VC Overview - iffatAGheyas/bioinformatics-tutorial-wiki GitHub Wiki

  • Overview
    Variant calling is the computational process of detecting genomic differences—single nucleotide variants (SNVs), insertions/deletions (indels), and larger structural variants (SVs)—by comparing aligned sequencing reads (BAM) to a reference genome.
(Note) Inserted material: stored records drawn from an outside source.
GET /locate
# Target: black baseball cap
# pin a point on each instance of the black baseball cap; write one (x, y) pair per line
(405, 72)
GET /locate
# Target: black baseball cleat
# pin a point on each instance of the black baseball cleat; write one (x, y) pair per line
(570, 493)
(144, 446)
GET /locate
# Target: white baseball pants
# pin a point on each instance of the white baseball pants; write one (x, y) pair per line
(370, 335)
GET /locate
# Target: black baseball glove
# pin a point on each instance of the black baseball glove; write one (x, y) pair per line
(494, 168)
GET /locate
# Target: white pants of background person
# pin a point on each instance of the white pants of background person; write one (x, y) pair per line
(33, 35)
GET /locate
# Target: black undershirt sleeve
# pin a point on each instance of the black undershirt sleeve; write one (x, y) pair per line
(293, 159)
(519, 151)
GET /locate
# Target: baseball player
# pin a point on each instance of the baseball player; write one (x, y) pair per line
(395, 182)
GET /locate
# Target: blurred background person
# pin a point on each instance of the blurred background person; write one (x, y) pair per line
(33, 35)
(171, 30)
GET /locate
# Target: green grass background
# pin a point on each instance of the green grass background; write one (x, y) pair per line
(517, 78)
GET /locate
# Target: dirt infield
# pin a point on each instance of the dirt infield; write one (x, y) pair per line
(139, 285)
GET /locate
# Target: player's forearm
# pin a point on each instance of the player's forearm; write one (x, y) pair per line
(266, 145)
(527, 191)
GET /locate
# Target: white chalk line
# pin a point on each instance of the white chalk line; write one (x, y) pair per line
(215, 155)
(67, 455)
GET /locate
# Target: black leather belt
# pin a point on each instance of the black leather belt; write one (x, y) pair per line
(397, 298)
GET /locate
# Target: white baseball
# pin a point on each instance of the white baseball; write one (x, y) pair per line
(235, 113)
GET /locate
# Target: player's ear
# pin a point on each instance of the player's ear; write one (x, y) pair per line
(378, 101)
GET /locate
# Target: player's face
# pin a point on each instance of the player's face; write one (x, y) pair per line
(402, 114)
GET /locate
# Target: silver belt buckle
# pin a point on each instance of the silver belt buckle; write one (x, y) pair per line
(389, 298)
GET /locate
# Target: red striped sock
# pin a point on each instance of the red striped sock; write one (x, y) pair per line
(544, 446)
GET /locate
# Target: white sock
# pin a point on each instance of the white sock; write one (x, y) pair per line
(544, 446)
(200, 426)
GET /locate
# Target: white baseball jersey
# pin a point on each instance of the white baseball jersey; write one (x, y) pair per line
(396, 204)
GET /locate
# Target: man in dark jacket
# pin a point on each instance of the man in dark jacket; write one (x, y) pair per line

Variant callers inspect evidence at each position (base mismatches, read depth, alignment context) to decide whether a variant is present.

    Types of variants

    • SNVs (Single Nucleotide Variants): substitution of one base for another.
    • Indels (Insertions/Deletions): gains or losses of a small number (typically ≤50) of bases.
    • SVs (Structural Variants): larger events such as large insertions, deletions, inversions, duplications, or translocations.

    Why VCF?
    The Variant Call Format (VCF) is the community standard for recording variant calls. For each variant it captures:

    • Location: CHROM, POS
    • Alleles: REF, ALT
    • Quality & Filters: QUAL, FILTER
    • Metadata: INFO fields for annotations (e.g. allele frequency, depth)
    • Genotypes: FORMAT fields and per-sample columns (e.g. GT, DP, GQ)

    VCF’s structured header plus tabular layout make it easy to exchange, filter, annotate, merge, and visualize variants across different tools and workflows.